A screech cut the air and a fat white bird swooped down to land on the nest, screaming at him. Hissing, he flung himself at it and grabbed hold with all four paws. Talons scratched at his skin but he twisted and sank his fangs into the birds neck, then gripped and tore it open in one motion. The bird flapped feebly as its lifeblood poured out, and he lapped it up, the taste hot and sweet.

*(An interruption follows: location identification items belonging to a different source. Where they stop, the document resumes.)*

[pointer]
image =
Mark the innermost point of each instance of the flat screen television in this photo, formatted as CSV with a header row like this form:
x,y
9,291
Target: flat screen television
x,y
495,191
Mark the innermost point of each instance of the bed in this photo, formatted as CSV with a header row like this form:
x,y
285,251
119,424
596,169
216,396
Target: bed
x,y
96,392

These people were such fools, Isaand included, he thought to himself as he lay eating. The village spread out below him, the ring of stones humming with residual power. In his Godsight, the sacrificial altar in the middle was stained bright with death. Three times it had been used, he guessed, in as many months. And yet the power remained, just sitting there ready to be claimed, while the stones beneath his feet were crumbling, left with only the residual power of the island’s dying god. There was much he could tell them about this Ulm-Ethka, and the Sendra who so brazenly poached in their goddess’ waters. But why should he? What had humans ever done to earn his loyalty, to earn their gods mercy? Vehx was still young. He was not there when the gods convened and created the Fifth World. He was never asked if he consented to bind himself by their laws, he had been born into them. This Szet had the right idea, yet Vehx hated him too. He’d taken him from his lands, his solitude where he could hunt and kill as he pleased, and forced him out amongst these ingrate whelps who felt that the gods who’d made them had some responsibility to give them happiness.

Worse, the foolish gods seemed to agree. They were not all so weak, though. Szet was not the only Unbound. And if this Ratha girl spoke truly, there was another heretic nearby, serving a different god. Perhaps he would be less sanctimonious than Isaand. Vehx would prefer to be freed, but if that was not in the stars, maybe he could at least find a master who suited him better.